Our task was simple. Divide up into teams of three and go door to door offering burritos, pastries and resource guides. As we pulled the van into the first motel parking lot, my heart was beating fast with anticipation and questions. What would we find waiting for us behind the door? Would people really want to open their doors and talk to us?

At first, the faces behind the doors reminded me of the rooms where they lived; tired, neglected and worn out from a hard life. After a while I heard the Lord saying to me, “these people are special to me, show them my love.”

I wasn’t really sure how best to do this, but I watched Jerry, one of my teammates who had been doing this for years, and it was like behind each door held a new or old friend for him to meet.
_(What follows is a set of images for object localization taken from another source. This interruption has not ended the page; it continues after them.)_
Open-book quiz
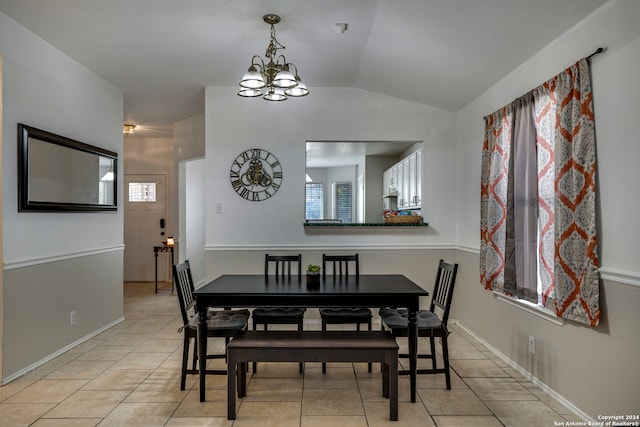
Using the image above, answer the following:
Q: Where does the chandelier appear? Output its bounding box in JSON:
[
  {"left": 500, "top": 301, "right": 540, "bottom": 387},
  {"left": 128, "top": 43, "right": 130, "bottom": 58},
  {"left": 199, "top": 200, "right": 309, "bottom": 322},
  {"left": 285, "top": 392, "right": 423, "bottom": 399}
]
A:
[{"left": 238, "top": 14, "right": 309, "bottom": 101}]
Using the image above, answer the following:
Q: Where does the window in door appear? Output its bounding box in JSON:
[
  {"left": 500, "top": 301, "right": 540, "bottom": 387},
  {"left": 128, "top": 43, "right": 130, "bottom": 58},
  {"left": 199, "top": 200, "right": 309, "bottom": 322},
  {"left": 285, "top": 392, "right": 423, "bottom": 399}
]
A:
[{"left": 128, "top": 182, "right": 157, "bottom": 202}]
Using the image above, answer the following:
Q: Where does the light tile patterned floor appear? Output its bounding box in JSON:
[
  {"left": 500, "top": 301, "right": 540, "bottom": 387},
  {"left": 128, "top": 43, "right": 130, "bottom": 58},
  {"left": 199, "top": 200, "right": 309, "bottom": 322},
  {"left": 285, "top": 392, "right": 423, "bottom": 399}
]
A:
[{"left": 0, "top": 282, "right": 581, "bottom": 426}]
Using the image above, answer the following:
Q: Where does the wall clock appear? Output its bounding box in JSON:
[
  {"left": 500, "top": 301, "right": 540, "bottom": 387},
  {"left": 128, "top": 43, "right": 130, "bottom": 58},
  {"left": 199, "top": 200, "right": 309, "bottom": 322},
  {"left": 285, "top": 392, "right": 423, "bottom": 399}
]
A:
[{"left": 229, "top": 148, "right": 283, "bottom": 201}]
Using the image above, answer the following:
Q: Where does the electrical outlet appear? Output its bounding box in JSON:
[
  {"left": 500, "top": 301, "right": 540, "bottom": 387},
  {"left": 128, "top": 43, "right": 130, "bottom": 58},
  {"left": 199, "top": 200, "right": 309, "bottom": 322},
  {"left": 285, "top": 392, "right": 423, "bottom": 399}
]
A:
[
  {"left": 528, "top": 335, "right": 535, "bottom": 354},
  {"left": 215, "top": 202, "right": 223, "bottom": 214},
  {"left": 70, "top": 310, "right": 77, "bottom": 325}
]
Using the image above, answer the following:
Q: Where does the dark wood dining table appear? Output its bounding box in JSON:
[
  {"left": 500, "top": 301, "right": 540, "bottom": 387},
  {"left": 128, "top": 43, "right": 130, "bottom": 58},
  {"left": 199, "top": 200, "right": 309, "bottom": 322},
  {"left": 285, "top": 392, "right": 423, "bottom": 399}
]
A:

Each story was just as unique as the individual behind the door and God loves each one of them beyond measure. A few times we were able to listen, share and pray for people. Other times, we just shared a simple hello, a smile and a burrito.

The streets can be a mean, dark and lonely place. My time with Mean Street Ministries that night reminded me of the beginning of a poem we read to students during our prayer tour.

O Brother Man
O Brother Man, fold to thy heart thy brother: Where pity dwells, the peace of God is there; to worship rightly is to love each other, each smile a hymn, each kindly word a prayer.
~John Greenleaf Whittier

The ministry of Mean Street is simple. They connect with people right where they are and with kindness. I believe that on Monday and Tuesday nights when the Mean Street vans are out that Colfax isn’t as dark and lonely because of their light and kindness.